Redmi recently launched its first smartwatch in India: the Redmi Watch. The budget smartwatch, comparable to a lot of other products in its segment, offers features like GPS, heart-rate sensing, sleep-tracking and more in a rectangular watch dial. We tried out the Redmi Watch for over a week and here’s what we think about it. But first, here’s a quick run-through of the specifications.
Redmi Watch specs: 1.4-inch 320×320 pixels rectangular IPS LCD display | 230mAh battery | Plastic body | 5 atm water resistance | Bluetooth 5.0 | Accelerometer | Heart Rate | Compass |
Redmi Watch review: What’s Good?
User interface and companion app
The Redmi Watch features a proprietary operating system, which is common for a wearable for this price. While that limits its functionalities to those of a fitness tracker like the Mi Band series, the fluidity and usability of the OS is a key factor. Here, we see a fast and responsive user interface (UI) that is low on animations and high on productivity.
There are also no animations whatsoever throughout the UI, which we personally liked but maybe something not everyone will approve. There is also a text-less, icon-only app-drawer that requires a bit of a learning curve but gets you to your apps much faster than a linear app drawer once you are used to it.
The watch also has good brightness levels and an auto-brightness sensor. Further, emoji support is there which is a plus. Notifications can be easily checked by pulling down the notifications bar from the top and text appears crisp.
Coming to the Xiaomi Wear app, we really liked the design language and ease of use throughout the app interface. The UI looks clean and is easy to navigate through and the settings you want can be easily found.
Once you have set up your Redmi watch with the app, you will see a permanent notification on your phone that helps the watch stay connected. We largely tried the Redmi Watch with the Poco X3 Pro and can also confirm that even when the app is not running in the background at all times, the watch automatically connects to the phone every time you turn on Bluetooth.
Features and accuracy
The Redmi Watch is packed with sensors and features including step tracking, 24×7 heart-rate monitoring, sleep tracking, a compass and even an air pressure sensor. These sensor values are mostly accurate and we didn’t see readings going way off. However, the sleep tracking on the watch is sometimes a hit-or-miss. Other features include guided meditation and 11 sport workout modes including cycling, cricket, swimming and more.
Note that for more accurate readings from the heart-rate sensor, users may need to tighten the strap a little, leading to the TPU strap getting sweaty and irritating pretty soon, especially during summers and when working out.
Battery life and charging
Redmi says you can manage 10-days of battery life with the Redmi Watch on moderate use.

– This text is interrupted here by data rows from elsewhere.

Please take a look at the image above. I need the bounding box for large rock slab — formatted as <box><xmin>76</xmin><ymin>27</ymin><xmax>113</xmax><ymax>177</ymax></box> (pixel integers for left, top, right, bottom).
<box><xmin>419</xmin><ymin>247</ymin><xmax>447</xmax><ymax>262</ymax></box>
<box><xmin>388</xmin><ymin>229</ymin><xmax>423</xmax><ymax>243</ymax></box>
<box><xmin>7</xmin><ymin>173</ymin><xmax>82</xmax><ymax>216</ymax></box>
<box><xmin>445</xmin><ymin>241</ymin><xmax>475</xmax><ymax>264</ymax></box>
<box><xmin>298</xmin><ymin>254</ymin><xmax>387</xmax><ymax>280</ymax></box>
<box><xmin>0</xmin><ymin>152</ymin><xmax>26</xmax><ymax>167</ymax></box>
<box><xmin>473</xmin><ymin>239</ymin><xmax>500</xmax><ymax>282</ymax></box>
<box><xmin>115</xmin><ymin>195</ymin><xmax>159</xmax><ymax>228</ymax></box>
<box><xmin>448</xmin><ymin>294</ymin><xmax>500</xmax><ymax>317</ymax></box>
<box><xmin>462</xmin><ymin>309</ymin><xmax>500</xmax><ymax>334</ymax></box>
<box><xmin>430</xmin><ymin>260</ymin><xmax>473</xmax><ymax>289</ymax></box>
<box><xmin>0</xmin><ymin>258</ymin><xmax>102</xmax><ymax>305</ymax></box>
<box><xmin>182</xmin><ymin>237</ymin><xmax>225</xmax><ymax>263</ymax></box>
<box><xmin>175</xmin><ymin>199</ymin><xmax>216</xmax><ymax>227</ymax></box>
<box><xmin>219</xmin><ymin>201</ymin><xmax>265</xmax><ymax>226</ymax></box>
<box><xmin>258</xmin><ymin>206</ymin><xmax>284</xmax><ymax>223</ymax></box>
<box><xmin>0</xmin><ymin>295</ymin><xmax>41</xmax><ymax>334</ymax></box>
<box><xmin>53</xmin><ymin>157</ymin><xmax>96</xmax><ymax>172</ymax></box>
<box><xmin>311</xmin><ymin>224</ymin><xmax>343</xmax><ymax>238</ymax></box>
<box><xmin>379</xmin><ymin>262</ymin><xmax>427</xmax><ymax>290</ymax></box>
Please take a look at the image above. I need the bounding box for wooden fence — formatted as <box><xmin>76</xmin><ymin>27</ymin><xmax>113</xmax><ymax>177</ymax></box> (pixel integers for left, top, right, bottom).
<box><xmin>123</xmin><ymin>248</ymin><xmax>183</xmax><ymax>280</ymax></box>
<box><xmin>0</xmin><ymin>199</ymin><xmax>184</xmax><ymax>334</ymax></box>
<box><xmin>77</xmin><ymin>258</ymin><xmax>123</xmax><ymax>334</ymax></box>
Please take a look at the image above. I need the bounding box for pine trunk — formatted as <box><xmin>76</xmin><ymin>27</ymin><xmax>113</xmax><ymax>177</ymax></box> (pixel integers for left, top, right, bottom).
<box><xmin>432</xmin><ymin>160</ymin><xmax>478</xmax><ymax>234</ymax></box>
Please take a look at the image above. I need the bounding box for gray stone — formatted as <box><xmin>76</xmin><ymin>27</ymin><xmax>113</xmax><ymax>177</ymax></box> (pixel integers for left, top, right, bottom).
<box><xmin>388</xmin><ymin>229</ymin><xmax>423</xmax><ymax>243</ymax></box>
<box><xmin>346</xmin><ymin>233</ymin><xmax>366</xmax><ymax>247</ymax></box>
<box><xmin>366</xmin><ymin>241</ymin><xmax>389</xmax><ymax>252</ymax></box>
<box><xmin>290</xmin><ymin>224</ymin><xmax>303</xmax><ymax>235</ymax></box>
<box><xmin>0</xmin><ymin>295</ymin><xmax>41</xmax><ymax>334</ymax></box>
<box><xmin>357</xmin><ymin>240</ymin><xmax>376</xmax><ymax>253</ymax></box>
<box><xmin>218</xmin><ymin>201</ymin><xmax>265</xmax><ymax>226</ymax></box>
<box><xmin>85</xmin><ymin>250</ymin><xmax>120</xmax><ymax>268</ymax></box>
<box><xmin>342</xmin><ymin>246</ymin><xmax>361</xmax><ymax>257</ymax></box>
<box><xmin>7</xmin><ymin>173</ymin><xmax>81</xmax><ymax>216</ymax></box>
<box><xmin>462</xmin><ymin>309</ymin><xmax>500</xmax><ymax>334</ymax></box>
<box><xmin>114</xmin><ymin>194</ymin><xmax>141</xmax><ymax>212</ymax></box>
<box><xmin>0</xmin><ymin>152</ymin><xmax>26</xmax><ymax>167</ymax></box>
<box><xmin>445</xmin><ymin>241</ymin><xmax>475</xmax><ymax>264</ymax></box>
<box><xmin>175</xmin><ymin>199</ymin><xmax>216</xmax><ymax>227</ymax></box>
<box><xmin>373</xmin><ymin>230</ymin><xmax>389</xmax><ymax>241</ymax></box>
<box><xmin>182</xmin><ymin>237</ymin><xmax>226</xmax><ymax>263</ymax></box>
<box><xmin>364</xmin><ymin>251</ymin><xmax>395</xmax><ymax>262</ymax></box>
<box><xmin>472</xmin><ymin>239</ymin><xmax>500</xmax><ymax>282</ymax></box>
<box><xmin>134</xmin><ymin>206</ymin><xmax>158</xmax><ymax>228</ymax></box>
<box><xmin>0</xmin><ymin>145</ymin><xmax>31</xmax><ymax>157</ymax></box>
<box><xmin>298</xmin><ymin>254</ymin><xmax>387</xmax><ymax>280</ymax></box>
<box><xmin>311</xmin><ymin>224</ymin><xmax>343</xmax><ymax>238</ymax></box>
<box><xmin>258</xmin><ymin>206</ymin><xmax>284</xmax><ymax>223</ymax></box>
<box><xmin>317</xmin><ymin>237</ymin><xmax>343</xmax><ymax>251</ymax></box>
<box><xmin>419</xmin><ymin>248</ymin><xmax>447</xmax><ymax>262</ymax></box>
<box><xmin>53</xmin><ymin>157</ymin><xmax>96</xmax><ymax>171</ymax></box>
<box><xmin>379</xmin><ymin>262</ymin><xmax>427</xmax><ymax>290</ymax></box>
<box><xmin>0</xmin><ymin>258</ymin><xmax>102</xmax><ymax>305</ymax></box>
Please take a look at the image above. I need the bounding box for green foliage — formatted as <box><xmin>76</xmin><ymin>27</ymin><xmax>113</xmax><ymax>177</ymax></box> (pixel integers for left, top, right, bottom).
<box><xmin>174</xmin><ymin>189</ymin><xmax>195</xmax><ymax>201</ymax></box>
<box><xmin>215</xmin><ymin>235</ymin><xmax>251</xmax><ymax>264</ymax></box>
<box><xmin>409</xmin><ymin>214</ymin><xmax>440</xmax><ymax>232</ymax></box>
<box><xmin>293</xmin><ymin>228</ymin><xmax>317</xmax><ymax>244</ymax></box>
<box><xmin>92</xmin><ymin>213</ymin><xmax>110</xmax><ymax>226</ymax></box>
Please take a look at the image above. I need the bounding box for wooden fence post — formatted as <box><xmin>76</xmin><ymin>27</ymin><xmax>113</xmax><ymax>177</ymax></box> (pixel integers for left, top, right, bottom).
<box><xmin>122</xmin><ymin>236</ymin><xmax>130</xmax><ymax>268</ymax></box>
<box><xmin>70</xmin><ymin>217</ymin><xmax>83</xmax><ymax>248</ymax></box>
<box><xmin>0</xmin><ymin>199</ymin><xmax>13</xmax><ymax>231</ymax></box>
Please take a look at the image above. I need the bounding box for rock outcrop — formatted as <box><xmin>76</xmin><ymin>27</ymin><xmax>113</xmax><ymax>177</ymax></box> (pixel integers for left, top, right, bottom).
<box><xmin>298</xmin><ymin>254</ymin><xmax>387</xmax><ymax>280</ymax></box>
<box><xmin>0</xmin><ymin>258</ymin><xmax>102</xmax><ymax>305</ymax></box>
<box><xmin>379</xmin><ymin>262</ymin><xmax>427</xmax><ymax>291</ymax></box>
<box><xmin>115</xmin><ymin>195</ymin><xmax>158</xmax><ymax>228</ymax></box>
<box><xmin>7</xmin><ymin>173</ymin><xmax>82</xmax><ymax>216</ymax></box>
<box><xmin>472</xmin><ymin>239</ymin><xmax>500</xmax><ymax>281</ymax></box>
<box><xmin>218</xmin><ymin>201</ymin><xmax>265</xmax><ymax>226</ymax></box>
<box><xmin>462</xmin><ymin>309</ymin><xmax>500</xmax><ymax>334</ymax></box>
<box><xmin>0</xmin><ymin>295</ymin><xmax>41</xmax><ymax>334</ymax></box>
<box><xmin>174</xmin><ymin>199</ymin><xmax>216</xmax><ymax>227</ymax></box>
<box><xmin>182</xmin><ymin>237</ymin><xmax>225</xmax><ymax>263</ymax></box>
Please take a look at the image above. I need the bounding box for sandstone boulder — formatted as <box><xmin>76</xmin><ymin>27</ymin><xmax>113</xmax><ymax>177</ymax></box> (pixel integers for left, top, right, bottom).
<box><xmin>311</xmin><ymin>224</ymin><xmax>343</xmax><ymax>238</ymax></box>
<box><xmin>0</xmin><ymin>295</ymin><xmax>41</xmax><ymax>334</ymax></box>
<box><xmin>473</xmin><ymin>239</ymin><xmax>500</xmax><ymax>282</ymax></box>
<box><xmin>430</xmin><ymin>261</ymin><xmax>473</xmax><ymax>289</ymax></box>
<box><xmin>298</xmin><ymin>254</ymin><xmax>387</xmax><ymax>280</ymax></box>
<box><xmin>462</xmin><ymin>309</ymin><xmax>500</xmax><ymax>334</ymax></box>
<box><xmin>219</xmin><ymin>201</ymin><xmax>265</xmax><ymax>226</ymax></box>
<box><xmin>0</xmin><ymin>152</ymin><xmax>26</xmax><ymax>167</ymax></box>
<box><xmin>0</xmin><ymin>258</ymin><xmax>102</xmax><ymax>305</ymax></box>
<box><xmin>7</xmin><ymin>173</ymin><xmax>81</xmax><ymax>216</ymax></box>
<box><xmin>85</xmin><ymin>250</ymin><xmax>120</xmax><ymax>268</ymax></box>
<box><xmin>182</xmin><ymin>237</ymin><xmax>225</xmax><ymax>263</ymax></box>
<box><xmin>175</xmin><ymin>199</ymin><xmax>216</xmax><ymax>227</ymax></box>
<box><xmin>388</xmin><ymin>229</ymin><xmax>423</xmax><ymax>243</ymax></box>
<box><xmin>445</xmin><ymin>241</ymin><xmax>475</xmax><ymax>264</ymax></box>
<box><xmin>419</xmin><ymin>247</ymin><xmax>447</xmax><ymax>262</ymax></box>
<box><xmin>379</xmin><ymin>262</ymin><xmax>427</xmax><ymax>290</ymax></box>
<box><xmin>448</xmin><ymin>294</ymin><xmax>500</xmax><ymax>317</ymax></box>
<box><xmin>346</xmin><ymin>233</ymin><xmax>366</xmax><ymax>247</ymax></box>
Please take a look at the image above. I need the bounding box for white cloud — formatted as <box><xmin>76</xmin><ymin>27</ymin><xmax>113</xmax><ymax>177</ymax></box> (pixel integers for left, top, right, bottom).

These claims seemed true in our time of testing, especially since heavy draining features like the Always-On display are missing here.
The pogo pin charger relies on a snap-on mechanism and is easy to use. Unlike the chargers of some other budget smartwatches in this segment, this charger also seemed more sturdy, including a thicker cable. docking in the watch on the charger also enables an auto-rotating ‘docked’ mode that shows you the date, time and charging status and percentage when the watch is charging. Sadly, the watch can’t really be used when it is being charged.
Redmi Watch review: What’s not good?
Despite its features and good software, what we didn’t really like about the Redmi Watch is its generic rectangular design. In all honesty, while we actually like rectangular screens, the Redmi Watch doesn’t really set itself apart by design. The bezels are also super thick which simply takes away from the premium feel if you keep a watch face with a lighter background shade.
While the Redmi Watch is available in four colours for the straps and three for the cases, we would prefer the black or the blue over the olive or ivory colour that we have for review. Plus since the unit came with a black charger, it also seems like a good idea to go with black for a more matching design choice.
Also, while the Redmi Watch has really comfortable TPU straps, these ‘replaceable’ straps have their own unique button mechanism, which in all honesty is really hard to open. These will let you replace straps with other Redmi Watch straps, but not standard 20mm or 22mm straps.
Lack of SpO2 sensor
The Redmi Watch has no SpO2 sensor that monitors your blood oxygen levels. Now, this may be a con that doesn’t really affect you, and it really shouldn’t. Budget wearable SpO2 readings are rarely accurate enough to bet your life on them, given the circumstances.
However, for the casual user who would like blood oxygen monitoring, even if it isn’t the most accurate, the missing sensor could be a factor to consider other options in the segment by brands like Realme, Amazfit, Boat and more. Moreover, people looking for these fitness-oriented smartwatches might prefer a blood oxygen level reading over an air pressure reading.
Verdict: Should you get the Redmi Watch?
The Redmi Watch has a good user interface and companion app, the uninspiring design with thick bezels and lack of true replaceable straps give its competitors an edge. While the Redmi Watch is not simply a bad product, at Rs 3,999 can currently buy you better options like the Realme Watch S or the Amazfit Bip U series.